String fuzzy matching library - FuzzyWuzzy

introduce

FuzzyWuzzy is a third-party tool library for string matching that computes the difference between two specified strings based on Levenshtein Distance.

Github project address

Environmental installation

Pythonv 2.7 +
Difflib
python-Levenshtein, which can be provided if the string matches the difference4-10xThe acceleration, but inCertain conditions”May cause different matching results

PIP can be used to install:

python -m pip install fuzzywuzzy
Copy the code

Or you need to install the Python-Levenshtein library:

python -m pip install fuzzywuzzy[speedup]
Copy the code

Import the alarm information when running:

UserWarning: Using slow pure-python SequenceMatcher. Install python-Levenshtein to remove this warning
Copy the code

Install the library for clearing alarm data:

python -m pip3 install python-levenshtein
Copy the code

Supported testing tools

pycodestyle
hypothesis
pytest

Simple to use

#! /usr/bin/env python
# _*_ Coding: UTF-8 _*_
from fuzzywuzzy import fuzz, process


# Easy to use
print(fuzz.ratio("this is a medusa blog"."this is a blog!"))  # 78

Not an exact match
print(fuzz.partial_ratio("this is a test"."this is a test!"))  # 100
print(fuzz.partial_ratio("It is never too old to learn"."It is never too old to learn!"))  # 100
print(fuzz.partial_ratio("no cross, no crown."."No cross, no crown."))  # 95

# ignore matching order
print(fuzz.ratio("Medusa Sorcerer Blog"."Blog Medusa Sorcerer"))  # 75
print(fuzz.token_sort_ratio("Medusa Sorcerer Blog"."Blog Medusa Sorcerer"))  # 100

# deduplicate subset matching
print(fuzz.token_sort_ratio("fuzzy was a bear"."fuzzy fuzzy was a bear"))  # 84
print(fuzz.token_set_ratio("fuzzy was a bear"."fuzzy fuzzy was a bear"))  # 100

[(" string ", matching degree),...]
choices = ["Atlanta Falcons"."New York Jets"."New York Giants"."Dallas Cowboys"]
print(process.extract("new york jets", choices, limit=2))  # [('New York Jets', 100), ('New York Giants', 79)]
print(process.extract("new york jets", choices, limit=4))  # [('New York Jets', 100), ('New York Giants', 79), ('Atlanta Falcons', 29), ('Dallas Cowboys', 22)]
print(process.extract("new york jets", choices))  # [('New York Jets', 100), ('New York Giants', 79), ('Atlanta Falcons', 29), ('Dallas Cowboys', 22)]

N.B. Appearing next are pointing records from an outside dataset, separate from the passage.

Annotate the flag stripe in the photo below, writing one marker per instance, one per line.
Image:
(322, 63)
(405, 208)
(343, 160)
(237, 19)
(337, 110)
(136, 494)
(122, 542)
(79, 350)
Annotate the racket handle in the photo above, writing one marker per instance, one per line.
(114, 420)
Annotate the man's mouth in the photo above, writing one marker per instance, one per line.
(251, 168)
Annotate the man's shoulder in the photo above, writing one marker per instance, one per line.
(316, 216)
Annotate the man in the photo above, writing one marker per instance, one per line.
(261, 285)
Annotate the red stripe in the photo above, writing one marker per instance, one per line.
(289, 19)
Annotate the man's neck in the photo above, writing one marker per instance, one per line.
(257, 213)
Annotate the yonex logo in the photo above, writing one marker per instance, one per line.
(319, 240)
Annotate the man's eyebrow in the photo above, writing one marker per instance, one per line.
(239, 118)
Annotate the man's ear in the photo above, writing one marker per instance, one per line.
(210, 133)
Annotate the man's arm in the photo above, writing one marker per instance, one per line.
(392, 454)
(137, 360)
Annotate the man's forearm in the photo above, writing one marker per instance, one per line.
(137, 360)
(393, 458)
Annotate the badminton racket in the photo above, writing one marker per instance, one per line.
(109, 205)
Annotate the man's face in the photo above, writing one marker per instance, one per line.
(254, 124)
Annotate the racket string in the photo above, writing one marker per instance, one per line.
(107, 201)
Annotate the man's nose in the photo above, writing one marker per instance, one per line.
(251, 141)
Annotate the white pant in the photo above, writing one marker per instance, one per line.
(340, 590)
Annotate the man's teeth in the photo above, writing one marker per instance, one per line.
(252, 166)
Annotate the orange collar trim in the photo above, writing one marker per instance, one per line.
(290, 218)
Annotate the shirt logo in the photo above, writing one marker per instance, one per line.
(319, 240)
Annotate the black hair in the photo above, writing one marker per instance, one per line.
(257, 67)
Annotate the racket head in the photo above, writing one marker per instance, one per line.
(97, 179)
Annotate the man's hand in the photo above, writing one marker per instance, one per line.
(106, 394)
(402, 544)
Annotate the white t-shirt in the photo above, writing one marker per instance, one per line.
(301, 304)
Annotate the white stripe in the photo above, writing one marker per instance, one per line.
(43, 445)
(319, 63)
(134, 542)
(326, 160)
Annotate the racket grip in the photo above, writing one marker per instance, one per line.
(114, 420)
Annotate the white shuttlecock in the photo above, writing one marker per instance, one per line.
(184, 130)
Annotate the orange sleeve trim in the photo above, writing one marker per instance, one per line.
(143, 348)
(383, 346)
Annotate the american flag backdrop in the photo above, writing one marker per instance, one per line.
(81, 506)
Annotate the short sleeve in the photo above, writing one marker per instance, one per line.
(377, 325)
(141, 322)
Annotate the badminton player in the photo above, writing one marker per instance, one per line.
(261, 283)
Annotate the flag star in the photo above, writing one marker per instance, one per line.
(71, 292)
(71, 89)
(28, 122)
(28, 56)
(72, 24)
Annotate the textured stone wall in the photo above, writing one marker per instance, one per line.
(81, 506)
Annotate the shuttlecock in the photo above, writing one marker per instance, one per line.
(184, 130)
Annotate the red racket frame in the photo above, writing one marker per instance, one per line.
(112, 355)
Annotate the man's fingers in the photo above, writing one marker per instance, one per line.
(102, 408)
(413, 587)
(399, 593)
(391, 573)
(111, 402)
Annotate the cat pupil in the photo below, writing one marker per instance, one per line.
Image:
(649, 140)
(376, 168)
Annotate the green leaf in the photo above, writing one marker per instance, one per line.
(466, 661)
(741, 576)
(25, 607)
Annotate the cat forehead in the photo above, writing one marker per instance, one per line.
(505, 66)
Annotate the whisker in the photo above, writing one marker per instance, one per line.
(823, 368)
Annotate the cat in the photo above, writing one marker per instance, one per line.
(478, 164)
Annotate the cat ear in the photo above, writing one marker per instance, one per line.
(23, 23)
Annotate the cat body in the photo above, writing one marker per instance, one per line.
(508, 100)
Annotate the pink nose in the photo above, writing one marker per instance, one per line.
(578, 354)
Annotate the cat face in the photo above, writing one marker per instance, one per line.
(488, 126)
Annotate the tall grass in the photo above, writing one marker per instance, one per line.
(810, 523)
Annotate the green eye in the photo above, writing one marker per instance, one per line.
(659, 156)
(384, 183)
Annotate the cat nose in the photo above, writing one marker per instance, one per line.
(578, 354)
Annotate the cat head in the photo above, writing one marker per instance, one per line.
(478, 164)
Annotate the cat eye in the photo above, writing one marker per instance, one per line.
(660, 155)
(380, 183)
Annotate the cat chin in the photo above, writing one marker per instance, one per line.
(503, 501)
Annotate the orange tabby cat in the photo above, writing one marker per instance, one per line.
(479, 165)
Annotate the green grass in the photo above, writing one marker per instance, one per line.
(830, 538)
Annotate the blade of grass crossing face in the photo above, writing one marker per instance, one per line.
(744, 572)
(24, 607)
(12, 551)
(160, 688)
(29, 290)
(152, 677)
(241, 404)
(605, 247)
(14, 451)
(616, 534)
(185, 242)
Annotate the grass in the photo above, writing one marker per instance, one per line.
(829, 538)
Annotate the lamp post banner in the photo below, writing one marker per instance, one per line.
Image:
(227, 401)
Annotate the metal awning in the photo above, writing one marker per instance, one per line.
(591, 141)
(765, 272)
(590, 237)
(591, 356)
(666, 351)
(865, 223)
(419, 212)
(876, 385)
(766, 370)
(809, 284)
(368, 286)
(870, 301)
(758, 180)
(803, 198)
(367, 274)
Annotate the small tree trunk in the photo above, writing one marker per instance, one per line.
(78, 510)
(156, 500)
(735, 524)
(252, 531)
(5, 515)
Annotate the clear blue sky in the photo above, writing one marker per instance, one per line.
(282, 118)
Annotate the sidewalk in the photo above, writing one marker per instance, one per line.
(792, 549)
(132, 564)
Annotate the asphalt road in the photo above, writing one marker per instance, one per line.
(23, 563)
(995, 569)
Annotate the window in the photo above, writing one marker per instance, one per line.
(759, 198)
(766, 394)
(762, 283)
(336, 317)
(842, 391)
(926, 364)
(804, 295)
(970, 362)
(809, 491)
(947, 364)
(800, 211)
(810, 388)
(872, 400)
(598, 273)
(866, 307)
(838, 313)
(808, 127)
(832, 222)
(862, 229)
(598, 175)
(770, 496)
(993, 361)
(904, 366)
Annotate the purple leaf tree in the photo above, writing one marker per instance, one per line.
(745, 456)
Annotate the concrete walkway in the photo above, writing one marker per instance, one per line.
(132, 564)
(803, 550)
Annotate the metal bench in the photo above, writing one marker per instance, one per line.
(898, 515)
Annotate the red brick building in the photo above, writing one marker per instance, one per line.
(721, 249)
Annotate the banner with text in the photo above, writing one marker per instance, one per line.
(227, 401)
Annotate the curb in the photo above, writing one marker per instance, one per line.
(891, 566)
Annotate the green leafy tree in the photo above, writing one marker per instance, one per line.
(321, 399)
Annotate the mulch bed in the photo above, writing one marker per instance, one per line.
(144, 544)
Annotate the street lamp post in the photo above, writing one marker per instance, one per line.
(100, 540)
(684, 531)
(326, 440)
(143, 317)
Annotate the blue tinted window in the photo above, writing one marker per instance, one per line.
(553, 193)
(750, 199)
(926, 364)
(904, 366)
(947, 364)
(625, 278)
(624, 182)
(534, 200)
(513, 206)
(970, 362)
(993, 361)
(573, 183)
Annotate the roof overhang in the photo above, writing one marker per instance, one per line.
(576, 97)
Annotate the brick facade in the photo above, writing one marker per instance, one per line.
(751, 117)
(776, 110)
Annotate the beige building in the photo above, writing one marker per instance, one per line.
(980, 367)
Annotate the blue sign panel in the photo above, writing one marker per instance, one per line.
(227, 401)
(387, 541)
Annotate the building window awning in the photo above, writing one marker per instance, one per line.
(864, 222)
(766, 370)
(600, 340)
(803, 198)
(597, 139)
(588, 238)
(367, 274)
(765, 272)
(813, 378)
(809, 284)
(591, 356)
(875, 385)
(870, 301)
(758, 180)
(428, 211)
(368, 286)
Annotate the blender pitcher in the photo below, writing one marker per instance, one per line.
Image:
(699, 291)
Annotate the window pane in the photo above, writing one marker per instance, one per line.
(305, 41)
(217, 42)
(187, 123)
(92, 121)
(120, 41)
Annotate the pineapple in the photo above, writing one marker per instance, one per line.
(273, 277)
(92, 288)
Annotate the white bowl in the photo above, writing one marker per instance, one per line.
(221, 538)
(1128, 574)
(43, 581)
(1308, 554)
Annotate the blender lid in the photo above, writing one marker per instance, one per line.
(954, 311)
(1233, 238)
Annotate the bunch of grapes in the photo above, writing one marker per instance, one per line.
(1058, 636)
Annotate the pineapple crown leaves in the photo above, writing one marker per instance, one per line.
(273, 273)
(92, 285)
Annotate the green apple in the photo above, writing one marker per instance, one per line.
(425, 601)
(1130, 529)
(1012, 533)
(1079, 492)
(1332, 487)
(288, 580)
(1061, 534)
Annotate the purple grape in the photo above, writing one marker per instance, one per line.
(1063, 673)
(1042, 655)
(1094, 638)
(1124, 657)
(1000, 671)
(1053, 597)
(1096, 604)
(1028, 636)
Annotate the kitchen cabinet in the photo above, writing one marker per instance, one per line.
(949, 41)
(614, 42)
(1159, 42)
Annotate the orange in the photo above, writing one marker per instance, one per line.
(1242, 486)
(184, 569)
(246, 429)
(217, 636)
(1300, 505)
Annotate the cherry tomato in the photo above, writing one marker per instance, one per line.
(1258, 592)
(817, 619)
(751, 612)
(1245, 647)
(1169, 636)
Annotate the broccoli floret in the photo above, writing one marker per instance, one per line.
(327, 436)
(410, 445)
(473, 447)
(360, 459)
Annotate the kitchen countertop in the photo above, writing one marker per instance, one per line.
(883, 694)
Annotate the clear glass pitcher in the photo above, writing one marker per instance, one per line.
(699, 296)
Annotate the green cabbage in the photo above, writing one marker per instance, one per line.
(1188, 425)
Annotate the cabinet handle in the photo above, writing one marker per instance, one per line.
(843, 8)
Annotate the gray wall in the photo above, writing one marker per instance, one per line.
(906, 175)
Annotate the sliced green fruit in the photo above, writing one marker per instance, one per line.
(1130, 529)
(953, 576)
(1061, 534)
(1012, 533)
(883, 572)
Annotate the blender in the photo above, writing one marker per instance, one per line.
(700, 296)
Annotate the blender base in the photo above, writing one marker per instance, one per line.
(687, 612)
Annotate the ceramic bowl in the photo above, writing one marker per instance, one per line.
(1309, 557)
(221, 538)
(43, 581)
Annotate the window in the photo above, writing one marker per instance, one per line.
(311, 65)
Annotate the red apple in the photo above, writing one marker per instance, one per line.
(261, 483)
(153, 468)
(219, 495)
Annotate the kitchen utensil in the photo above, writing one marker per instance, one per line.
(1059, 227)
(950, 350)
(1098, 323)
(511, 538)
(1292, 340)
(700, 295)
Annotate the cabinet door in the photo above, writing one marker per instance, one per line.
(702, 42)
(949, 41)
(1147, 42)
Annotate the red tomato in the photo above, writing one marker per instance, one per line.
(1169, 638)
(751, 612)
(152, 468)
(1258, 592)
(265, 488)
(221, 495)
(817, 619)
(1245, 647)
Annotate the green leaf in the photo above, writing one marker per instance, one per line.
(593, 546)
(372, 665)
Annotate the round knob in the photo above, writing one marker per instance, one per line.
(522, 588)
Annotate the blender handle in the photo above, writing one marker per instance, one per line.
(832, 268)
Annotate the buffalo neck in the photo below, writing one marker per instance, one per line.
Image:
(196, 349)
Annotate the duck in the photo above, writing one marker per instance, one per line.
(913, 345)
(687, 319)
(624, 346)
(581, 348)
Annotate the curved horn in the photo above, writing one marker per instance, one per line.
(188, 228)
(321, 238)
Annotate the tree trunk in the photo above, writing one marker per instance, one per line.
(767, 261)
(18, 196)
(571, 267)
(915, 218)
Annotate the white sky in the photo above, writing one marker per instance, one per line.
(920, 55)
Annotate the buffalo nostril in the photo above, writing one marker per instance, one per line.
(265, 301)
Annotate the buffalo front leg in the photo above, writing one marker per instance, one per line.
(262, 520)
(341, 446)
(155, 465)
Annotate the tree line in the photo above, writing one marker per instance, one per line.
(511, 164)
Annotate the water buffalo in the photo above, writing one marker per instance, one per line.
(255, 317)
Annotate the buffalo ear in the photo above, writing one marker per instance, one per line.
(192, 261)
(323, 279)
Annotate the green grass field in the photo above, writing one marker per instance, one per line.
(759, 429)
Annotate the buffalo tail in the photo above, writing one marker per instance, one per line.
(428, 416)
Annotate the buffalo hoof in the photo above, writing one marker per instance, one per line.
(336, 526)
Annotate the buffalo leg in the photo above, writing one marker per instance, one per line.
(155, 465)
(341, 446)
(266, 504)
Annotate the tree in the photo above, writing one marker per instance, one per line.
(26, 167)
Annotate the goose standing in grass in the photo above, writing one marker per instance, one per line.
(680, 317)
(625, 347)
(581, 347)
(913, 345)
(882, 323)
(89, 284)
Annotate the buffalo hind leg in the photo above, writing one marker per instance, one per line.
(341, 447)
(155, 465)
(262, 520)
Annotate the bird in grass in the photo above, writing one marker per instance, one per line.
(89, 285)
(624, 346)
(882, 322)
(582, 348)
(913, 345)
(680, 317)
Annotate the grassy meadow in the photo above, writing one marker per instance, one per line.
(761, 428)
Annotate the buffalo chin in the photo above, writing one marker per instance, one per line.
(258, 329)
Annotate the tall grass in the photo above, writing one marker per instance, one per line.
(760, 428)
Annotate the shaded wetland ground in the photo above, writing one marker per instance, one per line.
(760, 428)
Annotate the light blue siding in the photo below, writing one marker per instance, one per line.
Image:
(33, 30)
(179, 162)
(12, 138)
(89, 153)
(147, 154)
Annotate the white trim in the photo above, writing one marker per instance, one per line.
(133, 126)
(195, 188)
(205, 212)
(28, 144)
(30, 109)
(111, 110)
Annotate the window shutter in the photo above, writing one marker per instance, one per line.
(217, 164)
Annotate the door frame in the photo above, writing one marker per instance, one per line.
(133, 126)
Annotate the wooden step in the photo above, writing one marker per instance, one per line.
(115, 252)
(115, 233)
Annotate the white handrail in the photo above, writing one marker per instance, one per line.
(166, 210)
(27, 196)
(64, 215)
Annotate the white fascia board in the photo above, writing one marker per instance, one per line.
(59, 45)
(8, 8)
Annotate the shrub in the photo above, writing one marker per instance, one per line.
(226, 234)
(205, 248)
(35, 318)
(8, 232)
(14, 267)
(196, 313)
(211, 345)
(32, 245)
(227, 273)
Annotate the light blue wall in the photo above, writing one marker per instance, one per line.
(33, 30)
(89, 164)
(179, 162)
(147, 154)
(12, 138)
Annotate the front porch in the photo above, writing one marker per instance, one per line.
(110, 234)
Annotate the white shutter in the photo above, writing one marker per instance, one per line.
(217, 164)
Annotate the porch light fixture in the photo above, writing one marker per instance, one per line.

# Process enumerates matches, returns the most similar enumeration character tuple :(" string ", matching)
print(process.extractOne("cowboys", choices))  # ('Dallas Cowboys', 90)

# Process sets the matching mode with additional parameters, such as the matching file path
songs = ["System of a down"."fly"."I am"]
print(process.extractOne("System of a down - Hypnotize - Heroin", songs))  # ('System of a down', 90)
print(process.extractOne("System of a down - Hypnotize - Heroin", songs, scorer=fuzz.token_sort_ratio))  # ('System of a down', 65)
Copy the code

Known migration projects

Java: Xpresso’s FuzzyWuzzy Implementation
Java: FuzzyWuzzy (Java Port)
Rust: FuzzyRusty (Rust Port)
JavaScript: fuzzball.js (JavaScript port)
C + + : Tmplt/fuzzywuzzy
C# : fuzzysharp
Go: Go-Fuzzywuzz (Go port)
Free Pascal: FuzzyWuzzy. Pas (Free Pascal Port)
Kotlin multiplatform: FuzzyWuzzy – Kotlin
R: fuzzywuzzyR (R port)

mo4tech.com (Moment For Technology) is a global community with thousands techies from across the global hang out!Passionate technologists, be it gadget freaks, tech enthusiasts, coders, technopreneurs, or CIOs, you would find them all here.

String fuzzy matching library — FuzzyWuzzy

introduce

Environmental installation

Supported testing tools

Simple to use

Known migration projects

String fuzzy matching library — FuzzyWuzzy

introduce

Environmental installation

Supported testing tools

Simple to use

Known migration projects

Related Posts

Hexo-2 – Site information configuration

Can test engineers easily earn more than ten thousand yuan a month? After looking at these 20 charts (market + learning skills), I fell to my knees!

How to optimize slow query in MySQL?